Equisetum arvense, commonly known as field horsetail or common horsetail, is a species of vascular plant in the horsetail family Equisetaceae. Like all horsetails, it is a type of fern. It is native throughout the arctic and temperate regions of the Northern Hemisphere. It has two distinct growth forms, a fertile spore-bearing stem and a sterile green stem. It is sometimes confused with mare's tail, Hippuris vulgaris.

==Description==
Equisetum arvense is a perennial herbaceous plant that spreads by means of an underground rhizome. The slender, felted rhizome freely forks and bears stem tubers. The species is dimorphic, that is, it exhibits two distinct growth forms, both arising from the same rhizome. Fertile spore-bearing stems begin to appear in April. After shedding its spores, a fertile stem promptly withers and dies. Sterile green stems appear around the same time but last throughout the summer until the first frosts of autumn.

The erect or prostrate sterile stems are 10–90 cm tall and 3–5 mm diameter, with jointed segments around 2–5 cm long with whorls of side shoots at the segment joints; the side shoots have a diameter of about 1 mm. Some stems can have as many as 20 segments. The solid and simple branches are ascending or spreading, with sheaths that bear attenuate teeth.
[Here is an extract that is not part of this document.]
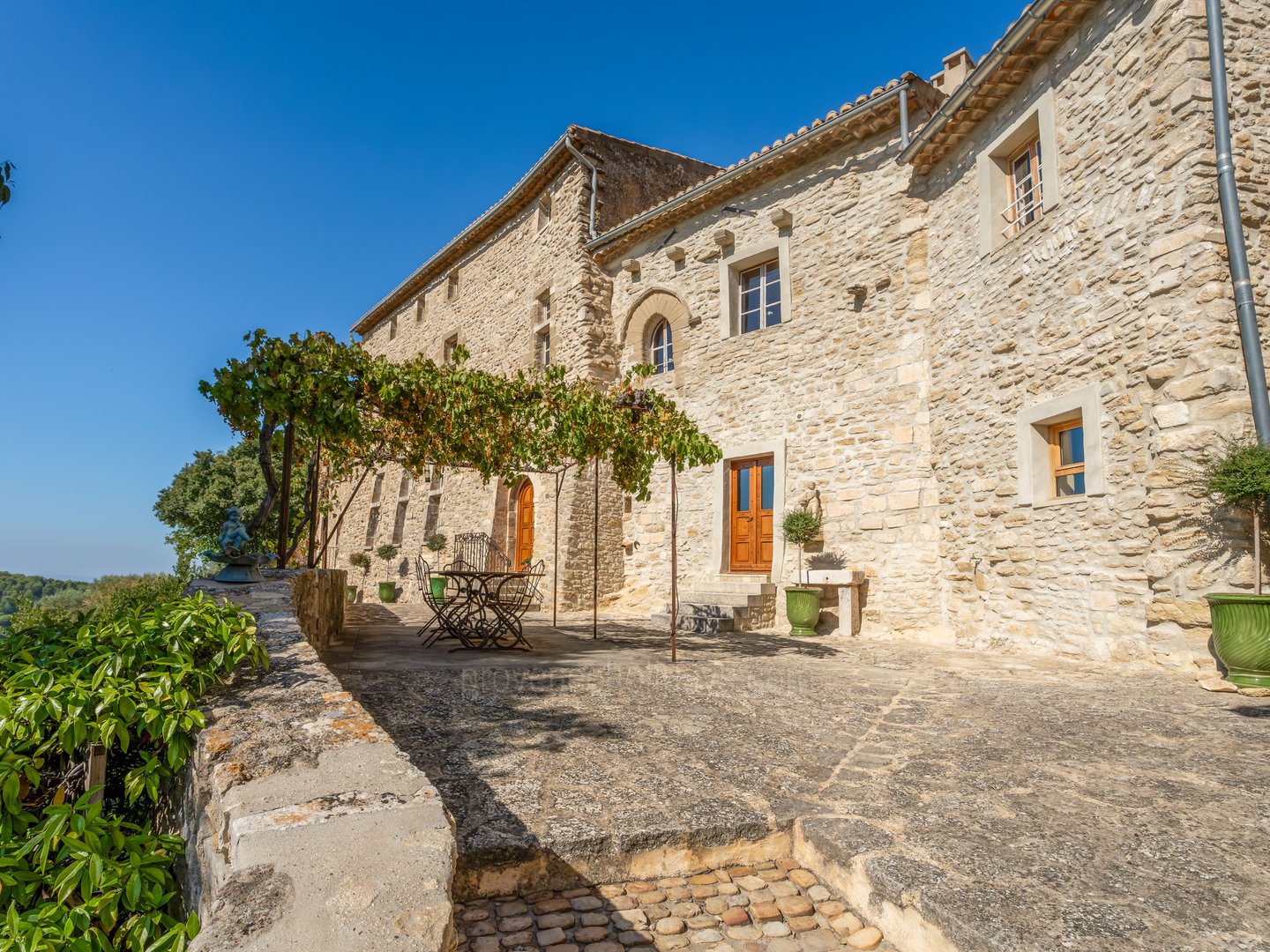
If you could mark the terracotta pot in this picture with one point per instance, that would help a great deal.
(1241, 637)
(803, 608)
The off-white fertile stems are of a succulent texture, 10–25 cm tall and 3–5 mm diameter, with 4–8 whorls of brown scale leaves and an apical brown spore cone. The cone is 10–40 mm long and 4–9 mm broad. The fertile stems are typically precocious and appear in early spring. It has changed little from its ancestors of the Carboniferous period.
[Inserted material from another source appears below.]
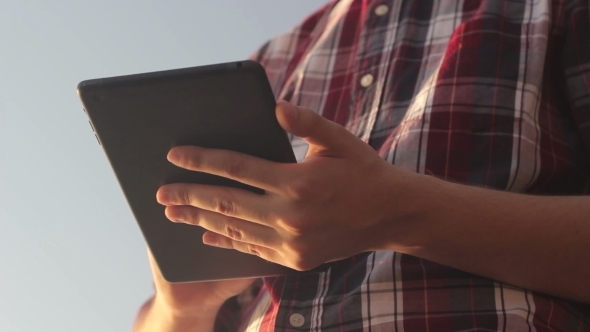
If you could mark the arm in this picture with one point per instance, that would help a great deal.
(344, 199)
(536, 242)
(155, 316)
(190, 307)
E. arvense is a nonflowering plant, multiplying through spores. It absorbs silicon from the soil, which is rare among herbs. It has a very high diploid number of 216 (108 pairs of chromosomes).

==Taxonomy==
Linnaeus described field horsetail with the binomial Equisetum arvense in his Species Plantarum of 1753. The specific epithet arvense is from the Latin "arvum", meaning "arable land", referring to the growth of the plant in arable soil or disturbed areas. The common name "common horsetail" references the appearance of the plant that when bunched together appears similar to a horse's tail.

Many species of horsetail have been described and subsequently synonymized with E. arvense. One of these is E. calderi, a small form described from Arctic North America.

===Names===
Some other common names include bottle-brush, devil's-guts, foxtail-rush, horse pipes, horsetail fern, meadow-pine, pine-grass, and snake-grass.
It is also known as marestail, primarily in the UK, but this common name is also used for the flowering aquatic plant Hippuris vulgaris and the common North American weed Erigeron canadensis.

==Distribution and habitat==
Equisetum arvense grows in a wide range of conditions, in temperatures less than 5 C to greater than 20 C and in areas that receive annual rainfall as low as 100 mm and as great as 2000 mm. It commonly occurs in damp and open woodlands, pastures, arable lands, roadsides, disturbed areas, and near the edge of streams. It prefers neutral or slightly basic clay loams that are sandy or silty, especially where the water table is high, though it can occur occasionally on slightly acid soils.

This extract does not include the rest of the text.